As UMC Conference Secretary, his role requires him to manage a variety of pieces and keep them aligned. While this task can be demanding, it also provides him with rewards that are both challenging and satisfying, according to him.
Early Life and Education
He was the oldest of nine children born to William Blackadar and Harriet Dugwell in Wolfville, Nova Scotia. As a boy, his family moved frequently.
His father was an astute businessman, owning numerous local newspapers. Additionally, he constructed a substantial estate that brought him a comfortable fortune.
He was highly active in politics, supporting the Liberal party both federally and provincially, while being vocal against protective tariffs and the National Policy.
He was an acclaimed political writer and editor, contributing most of The Recorder’s editorials on controversial topics like confederation. Additionally, his columnist work, known as “Doesticks,” appeared regularly in Saturday pages of the paper.
John Blackadar was a highly esteemed figure within the nuclear science community. A graduate of Texas A&M University in College Station, he joined Los Alamos National Laboratory in 1999 as a postdoctoral research associate.
He was a pioneer in the development of isotope detecting detectors for nuclear reactors. He earned his Ph.D. from LANL in 1999 and served on its technical staff until 2006 when he retired.
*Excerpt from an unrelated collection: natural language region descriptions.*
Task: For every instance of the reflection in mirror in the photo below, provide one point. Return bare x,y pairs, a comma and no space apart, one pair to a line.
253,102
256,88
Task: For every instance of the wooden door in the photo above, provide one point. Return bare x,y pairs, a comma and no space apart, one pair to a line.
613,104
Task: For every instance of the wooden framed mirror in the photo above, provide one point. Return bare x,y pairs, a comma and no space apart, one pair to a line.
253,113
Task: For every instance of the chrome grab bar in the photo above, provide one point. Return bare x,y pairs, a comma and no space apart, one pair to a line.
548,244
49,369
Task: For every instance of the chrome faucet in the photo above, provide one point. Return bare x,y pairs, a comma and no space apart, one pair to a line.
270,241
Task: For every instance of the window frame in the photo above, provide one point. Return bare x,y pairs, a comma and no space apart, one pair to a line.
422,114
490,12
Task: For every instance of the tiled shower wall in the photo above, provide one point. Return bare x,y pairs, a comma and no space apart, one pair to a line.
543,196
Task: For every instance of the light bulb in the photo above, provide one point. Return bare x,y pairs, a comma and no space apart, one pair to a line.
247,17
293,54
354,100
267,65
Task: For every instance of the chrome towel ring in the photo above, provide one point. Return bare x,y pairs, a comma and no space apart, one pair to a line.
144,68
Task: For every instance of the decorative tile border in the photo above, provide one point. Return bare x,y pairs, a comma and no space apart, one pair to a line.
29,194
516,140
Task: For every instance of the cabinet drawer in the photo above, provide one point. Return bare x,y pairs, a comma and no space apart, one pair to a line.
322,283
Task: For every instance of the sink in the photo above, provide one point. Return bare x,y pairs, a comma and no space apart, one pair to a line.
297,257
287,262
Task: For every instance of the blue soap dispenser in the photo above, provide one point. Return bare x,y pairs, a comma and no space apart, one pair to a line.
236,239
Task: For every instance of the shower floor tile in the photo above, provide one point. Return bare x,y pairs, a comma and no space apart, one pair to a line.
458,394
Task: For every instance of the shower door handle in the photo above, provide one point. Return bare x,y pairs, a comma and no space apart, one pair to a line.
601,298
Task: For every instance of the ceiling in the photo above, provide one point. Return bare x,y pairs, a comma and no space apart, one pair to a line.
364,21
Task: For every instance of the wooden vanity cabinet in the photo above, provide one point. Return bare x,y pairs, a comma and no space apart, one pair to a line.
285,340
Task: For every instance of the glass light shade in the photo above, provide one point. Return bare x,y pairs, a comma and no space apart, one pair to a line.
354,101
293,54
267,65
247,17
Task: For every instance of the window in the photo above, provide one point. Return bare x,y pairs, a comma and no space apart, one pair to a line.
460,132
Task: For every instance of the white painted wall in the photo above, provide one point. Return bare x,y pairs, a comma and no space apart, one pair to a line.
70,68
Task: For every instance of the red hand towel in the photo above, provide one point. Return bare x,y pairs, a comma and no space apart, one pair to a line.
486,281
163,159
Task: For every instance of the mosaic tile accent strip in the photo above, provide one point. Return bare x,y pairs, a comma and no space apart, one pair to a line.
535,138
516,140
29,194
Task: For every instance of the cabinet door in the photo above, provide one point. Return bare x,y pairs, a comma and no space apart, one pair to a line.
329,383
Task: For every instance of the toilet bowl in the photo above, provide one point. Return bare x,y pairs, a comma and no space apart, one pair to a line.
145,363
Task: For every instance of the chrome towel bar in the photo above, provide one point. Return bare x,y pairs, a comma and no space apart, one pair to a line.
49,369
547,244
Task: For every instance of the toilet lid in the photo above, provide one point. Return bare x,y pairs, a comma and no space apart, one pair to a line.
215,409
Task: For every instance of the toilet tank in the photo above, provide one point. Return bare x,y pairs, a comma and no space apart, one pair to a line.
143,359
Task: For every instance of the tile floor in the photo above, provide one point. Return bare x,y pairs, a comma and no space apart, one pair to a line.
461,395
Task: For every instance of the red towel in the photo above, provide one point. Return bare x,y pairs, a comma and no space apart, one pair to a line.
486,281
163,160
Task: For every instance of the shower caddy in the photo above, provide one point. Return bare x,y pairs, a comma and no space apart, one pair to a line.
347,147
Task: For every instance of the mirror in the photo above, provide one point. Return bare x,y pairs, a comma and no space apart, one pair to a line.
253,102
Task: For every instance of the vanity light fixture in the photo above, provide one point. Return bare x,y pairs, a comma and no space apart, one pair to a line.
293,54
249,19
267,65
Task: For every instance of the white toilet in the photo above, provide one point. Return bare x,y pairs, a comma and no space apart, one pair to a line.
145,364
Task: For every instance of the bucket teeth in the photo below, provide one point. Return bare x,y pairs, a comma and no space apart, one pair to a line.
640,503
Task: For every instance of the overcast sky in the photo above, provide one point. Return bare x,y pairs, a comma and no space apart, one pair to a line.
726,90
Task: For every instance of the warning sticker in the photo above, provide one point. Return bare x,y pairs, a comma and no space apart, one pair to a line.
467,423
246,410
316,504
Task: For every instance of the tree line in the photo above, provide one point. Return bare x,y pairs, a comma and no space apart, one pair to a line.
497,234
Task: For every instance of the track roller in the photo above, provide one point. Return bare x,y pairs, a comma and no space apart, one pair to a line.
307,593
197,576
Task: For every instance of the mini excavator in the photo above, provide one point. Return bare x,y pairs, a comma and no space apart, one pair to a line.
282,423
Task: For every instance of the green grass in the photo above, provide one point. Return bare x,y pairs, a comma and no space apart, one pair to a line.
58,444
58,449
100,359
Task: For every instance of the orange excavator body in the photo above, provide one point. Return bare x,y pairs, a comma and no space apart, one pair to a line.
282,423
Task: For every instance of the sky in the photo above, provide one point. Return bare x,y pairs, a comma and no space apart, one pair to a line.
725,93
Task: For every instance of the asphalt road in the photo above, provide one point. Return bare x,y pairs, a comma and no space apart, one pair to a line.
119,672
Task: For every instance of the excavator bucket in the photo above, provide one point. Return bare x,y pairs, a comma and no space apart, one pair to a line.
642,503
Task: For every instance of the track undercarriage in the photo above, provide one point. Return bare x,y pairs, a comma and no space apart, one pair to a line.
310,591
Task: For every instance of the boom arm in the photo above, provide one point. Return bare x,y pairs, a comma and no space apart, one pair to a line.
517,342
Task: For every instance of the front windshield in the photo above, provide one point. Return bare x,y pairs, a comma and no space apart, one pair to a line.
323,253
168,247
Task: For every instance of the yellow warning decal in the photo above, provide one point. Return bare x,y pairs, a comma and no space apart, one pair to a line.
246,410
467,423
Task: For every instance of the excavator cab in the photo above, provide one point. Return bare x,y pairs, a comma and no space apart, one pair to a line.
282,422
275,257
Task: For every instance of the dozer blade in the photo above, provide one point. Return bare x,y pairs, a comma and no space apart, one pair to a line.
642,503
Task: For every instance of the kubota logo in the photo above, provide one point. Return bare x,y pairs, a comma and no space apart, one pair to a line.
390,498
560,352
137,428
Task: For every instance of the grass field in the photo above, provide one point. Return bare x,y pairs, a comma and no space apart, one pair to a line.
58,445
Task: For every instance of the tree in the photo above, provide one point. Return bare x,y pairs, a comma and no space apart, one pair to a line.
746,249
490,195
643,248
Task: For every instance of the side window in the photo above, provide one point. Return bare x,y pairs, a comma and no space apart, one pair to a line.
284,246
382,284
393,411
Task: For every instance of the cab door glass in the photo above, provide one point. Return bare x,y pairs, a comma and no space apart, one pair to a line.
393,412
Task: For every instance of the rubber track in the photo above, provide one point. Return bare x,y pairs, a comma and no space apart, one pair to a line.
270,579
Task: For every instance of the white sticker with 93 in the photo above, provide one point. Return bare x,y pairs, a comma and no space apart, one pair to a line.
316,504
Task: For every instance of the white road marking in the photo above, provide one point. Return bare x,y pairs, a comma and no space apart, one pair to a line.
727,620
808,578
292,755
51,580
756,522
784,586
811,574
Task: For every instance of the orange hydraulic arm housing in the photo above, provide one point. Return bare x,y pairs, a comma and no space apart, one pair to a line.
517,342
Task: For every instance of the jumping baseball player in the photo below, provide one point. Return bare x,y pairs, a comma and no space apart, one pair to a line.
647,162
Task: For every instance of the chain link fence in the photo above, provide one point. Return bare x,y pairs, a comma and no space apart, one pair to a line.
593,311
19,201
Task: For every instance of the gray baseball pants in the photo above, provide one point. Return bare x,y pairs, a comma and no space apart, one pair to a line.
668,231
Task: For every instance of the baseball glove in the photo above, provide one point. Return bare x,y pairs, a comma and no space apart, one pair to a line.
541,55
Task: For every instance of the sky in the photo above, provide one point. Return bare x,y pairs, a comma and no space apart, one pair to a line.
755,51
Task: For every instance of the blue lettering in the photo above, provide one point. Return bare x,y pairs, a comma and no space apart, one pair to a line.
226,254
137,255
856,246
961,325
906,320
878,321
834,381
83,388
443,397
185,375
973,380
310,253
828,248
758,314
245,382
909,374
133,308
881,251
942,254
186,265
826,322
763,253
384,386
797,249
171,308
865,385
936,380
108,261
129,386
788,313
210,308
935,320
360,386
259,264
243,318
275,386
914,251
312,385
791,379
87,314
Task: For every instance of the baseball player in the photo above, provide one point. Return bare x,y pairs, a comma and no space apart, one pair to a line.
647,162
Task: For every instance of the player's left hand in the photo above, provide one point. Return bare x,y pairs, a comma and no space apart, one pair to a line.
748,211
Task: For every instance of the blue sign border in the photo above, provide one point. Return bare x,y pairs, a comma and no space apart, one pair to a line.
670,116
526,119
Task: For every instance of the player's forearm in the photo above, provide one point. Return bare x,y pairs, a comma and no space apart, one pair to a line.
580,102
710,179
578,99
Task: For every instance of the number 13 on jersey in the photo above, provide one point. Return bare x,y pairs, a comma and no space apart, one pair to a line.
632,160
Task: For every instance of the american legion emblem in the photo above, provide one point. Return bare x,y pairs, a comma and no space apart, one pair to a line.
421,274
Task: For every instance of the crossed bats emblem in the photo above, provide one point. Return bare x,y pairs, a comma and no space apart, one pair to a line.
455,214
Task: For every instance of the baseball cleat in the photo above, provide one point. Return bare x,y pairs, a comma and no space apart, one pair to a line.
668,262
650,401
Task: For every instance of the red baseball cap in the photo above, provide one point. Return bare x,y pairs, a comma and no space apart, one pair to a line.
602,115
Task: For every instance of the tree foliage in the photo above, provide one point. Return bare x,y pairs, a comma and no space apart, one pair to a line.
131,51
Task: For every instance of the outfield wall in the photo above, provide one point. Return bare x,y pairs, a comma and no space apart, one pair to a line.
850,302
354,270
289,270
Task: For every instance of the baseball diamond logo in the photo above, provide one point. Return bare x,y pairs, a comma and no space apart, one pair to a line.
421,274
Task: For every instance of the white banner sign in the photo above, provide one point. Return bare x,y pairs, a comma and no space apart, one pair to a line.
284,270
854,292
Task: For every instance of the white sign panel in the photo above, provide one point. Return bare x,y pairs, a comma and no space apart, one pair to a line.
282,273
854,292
He made history by becoming the first person to kayak Turnback Canyon, often compared to climbing Everest by those in his path. With an insatiable thirst for adventure and no fear of failure, he never shied away from a challenge – whether that meant racing against himself or searching for the highest grade on a whitewater river.
Achievements and Honors
John Blackadar’s most renowned accomplishment was publishing the Acadian Recorder, a newspaper that reflected his liberal perspective and impartial view on current events. For his efforts, John earned numerous awards.
Throughout his life, he dedicated himself to serving the community and society in various capacities. He served on the Boards of Directors for both Acadian Historical Association and Pictou County Chamber of Commerce.
He was an accomplished author, with his book Never Turn Back: A Life in Whitewater Sport being widely acclaimed as one of the finest adventure books ever published. It chronicles Dr. Walt Blackadar’s daring voyage down Turnback Canyon on Canada and Alaska’s remote Alsek River at age 65 – when most athletes would long since retired.
Blackadar’s life was full of incredible experiences. He possessed great courage, which enabled him to overcome some of life’s toughest challenges.
He was an internationally-renowned doctor and role model, revolutionizing paddling’s image from competition to outdoor recreation and exploration.
He published numerous books and was a major figure in the Canadian paddlesports community. In one of its most remarkable feats, he ran through Turnback Canyon on the Alsek River alone – an achievement likened by Sports Illustrated to climbing Everest for the first time.